Hollister Continues To Outperform

The company’s same store sales declined 1% Y/Y. Normally that would be nothing to write home about. However, same store sales have shown marked improvement. In Q3 2016 same store sales declined 6%, and they have improved each quarter. The positive trend is something management can hang its hat on and potentially sell to investors in order to buoy the stock.

The Hollister brand continues to be a stalwart for the company and is symbolic that brands might still matter in retail. Same store sales for Hollister rose 5% and net sales rose 6%, making the brand an outlier in the retail apparel space. Foot Locker (FL) and Hibbett Sports (HIBB) experienced a sharp drop off in sales of premium sports apparel this quarter. I thought brand appeal could wane for Hollister, but it did not. The brand experienced high customer engagement and rising conversion rates. The company is focused on core categories customers are familiar with and have adopted. I like Hollister’s focused strategy. In theory it helps exploit customers’ affinity for certain products and allows for better inventory management – keys to managing apparel with a fashion-oriented bent.

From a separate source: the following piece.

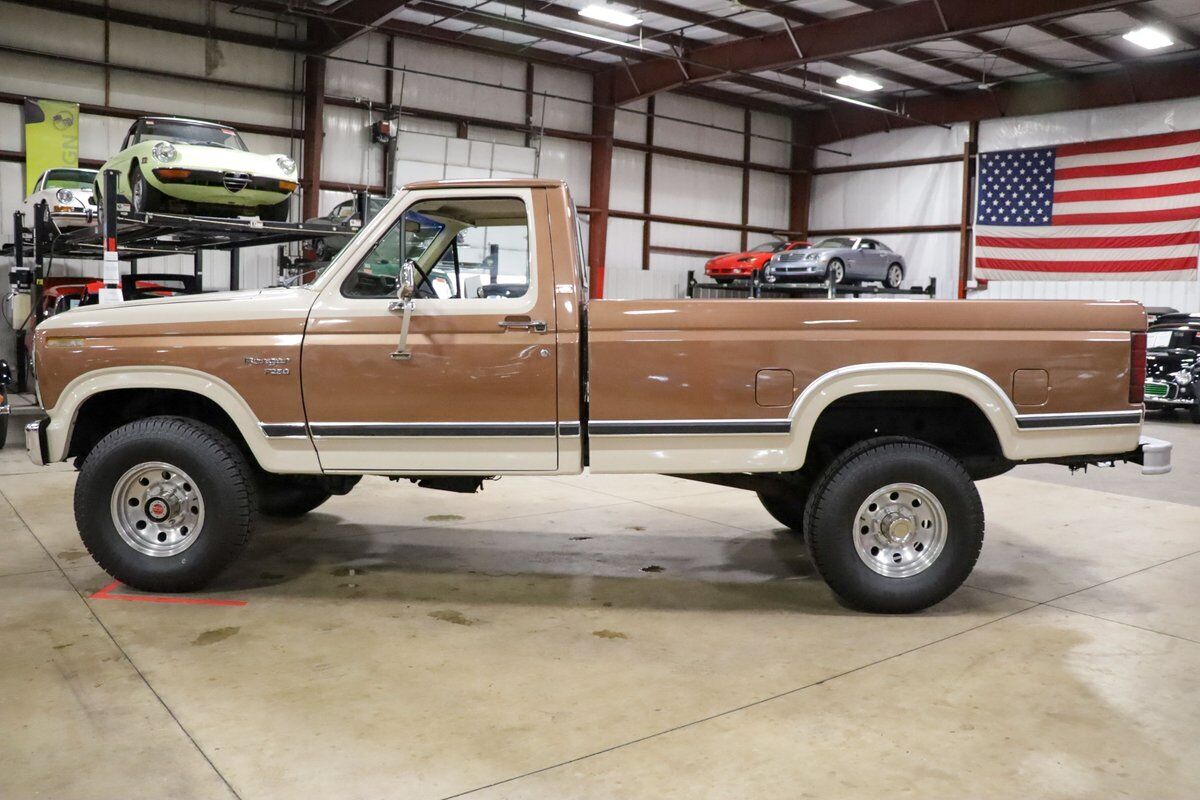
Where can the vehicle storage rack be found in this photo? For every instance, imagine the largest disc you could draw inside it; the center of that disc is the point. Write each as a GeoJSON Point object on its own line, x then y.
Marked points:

Same store sales for the Abercrombie brand fell 7%, in line with year earlier results. Management is in the process of revitalizing the Abercrombie brand and reducing the number of SKUs. Again, having a more focused approach could help the company better management inventory and free up more time to generate customer feedback. Constant customer feedback about what teens like and do not like could potentially put a dent in the rate of sales decline. Management expects total comp sales to be flat for the second half of the year. Given past declines in comp sales this would be a major win for the company.

Strong Liquidity

At the end of July Abercrombie and Fitch had cash of $422 million. In a sagging retail market this is a luxury. Strong liquidity gives the company the flexibility to invest in inventory, remodel and invest in new stores or return capital to shareholders. Management intimated its major priority was to return capital to shareholders in the form of dividends and share repurchases. Its cash hoard could also help serve as a buffer if the shake out in retail continues. This is a key differentiator for the company in my opinion.

Conclusion

ANF currently trades at nearly 18x run-rate earnings (quarterly eps annualized). Talk of p/e expansion for ANF is premature in my opinion. I would like to see the company put together a few consistent quarters of revenue and earnings growth before getting excited about the stock. I rat ANF a hold at this juncture.